In 38 countries ranging from the Democratic Republic Congo, Haiti and Guatemala to Tajikistan, Afghanistan and Mongolia, Mercy Corps reportedly designs and delivers both temporary and long-term humanitarian assistance programs that are predominantly funded by other partnering international donor institutions. Some of the partnering donors include:

=== Partnering donor institutions ===
Mercy Corps accepts contributions from both individual and institutional donors. For instance, the organization received a combined operational grant of more than US$13 million from the United States Agency for International Development's 2016 Emergency Food Security Program in post-Ebola recovery in Liberia and conflict response in Yemen.

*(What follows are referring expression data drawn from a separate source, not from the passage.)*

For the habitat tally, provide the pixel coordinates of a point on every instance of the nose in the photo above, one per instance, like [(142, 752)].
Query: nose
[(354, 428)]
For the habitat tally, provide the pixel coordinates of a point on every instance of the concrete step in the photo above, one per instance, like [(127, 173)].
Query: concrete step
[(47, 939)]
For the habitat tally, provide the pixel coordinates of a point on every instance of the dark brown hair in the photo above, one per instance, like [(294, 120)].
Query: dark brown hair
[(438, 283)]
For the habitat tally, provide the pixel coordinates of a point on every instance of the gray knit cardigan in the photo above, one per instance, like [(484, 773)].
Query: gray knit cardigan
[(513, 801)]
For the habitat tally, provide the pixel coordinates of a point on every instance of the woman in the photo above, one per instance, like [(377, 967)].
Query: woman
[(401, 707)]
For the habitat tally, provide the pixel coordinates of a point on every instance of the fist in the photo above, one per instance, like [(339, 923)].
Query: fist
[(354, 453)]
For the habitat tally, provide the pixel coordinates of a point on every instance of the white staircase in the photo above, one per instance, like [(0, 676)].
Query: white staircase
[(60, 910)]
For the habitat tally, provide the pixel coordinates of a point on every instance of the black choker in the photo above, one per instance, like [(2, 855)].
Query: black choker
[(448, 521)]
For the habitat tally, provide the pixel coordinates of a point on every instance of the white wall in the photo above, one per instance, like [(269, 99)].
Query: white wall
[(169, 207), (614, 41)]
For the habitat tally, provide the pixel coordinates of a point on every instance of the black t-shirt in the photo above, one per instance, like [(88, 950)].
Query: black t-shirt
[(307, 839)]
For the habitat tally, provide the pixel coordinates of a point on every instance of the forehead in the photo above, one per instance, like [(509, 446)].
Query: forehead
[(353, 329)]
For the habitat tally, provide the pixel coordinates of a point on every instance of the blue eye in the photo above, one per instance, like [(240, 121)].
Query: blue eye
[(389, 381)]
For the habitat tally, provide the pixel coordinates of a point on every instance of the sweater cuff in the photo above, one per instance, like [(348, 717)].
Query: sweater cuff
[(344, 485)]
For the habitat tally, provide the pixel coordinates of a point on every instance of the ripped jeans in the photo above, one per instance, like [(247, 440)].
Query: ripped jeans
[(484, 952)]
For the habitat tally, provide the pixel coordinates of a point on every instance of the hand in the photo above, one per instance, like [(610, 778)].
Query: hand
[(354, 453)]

| Governmental and Government-led Institutions Agence Française de Développement; British Council; Danish International Development Agency (DANIDA); United Kingdom Department for International Development (DFID); Dutch Ministry of Foreign Affairs; United Kingdom Foreign & Commonwealth Office (FCO); Government of the Netherlands; Financial Sector Deepening (FSD) Africa; Ministry for Communities and Return (MCR) Kosovo; PROPARCO; Norwegian Ministry of Foreign Affairs; Government of Scotland; United States Agency for International Development (USAID); Swedish Agency for International Development Cooperation (SIDA); Swiss Agency for Development and Cooperation (SDC); | International and Regional Organizations European Commission (EC); GRM International; Nordic International Support Foundation (NIS); Refugees International Japan; Technical Centre for Agricultural and Rural Cooperation (CTA); United Nations (UN); United Nations Office for the Coordination of Humanitarian Affairs (UNOCHA); United Nations Children's Fund (UNICEF); United Nations Food and Agriculture Organization (FAO); United Nations Development Programme (UNDP); | Non-Government, Private and Charity Institutions Adam Smith International; Afghanistan Research and Evaluation Unit (AREU); Diakonie Katastrophenhilfe; European Humanitarian Aid and Civil Protection (ECHO); Hivos (Humanist Institute for Cooperation); Initiative France; Livelihoods and Food Security Trust Fund; Silatech; World Vision International; The Coca-Cola Foundation; Google; Bill and Melinda Gates Foundation; |

== Mercy Corps Northwest ==
Mercy Corps Northwest operates domestically within the United States with focuses in primary economic development. It mainly aims to stimulate business growth opportunities for individuals and communities in the states of Oregon and Washington. Through different community development programs, Mercy Corps Northwest seeks to offer financial and technical assistance to low-income individuals to start a business, or small local business owners who experience financial hardships to overcome particular challenges, with the ultimate end-goal to enhance community-level economic capacity. Some of the specific target populations include (but not restricted to):
- New college graduates;
- Retirees;
- Low-income families;
- Female small business owners;
- Former prisoners seeking community reentry.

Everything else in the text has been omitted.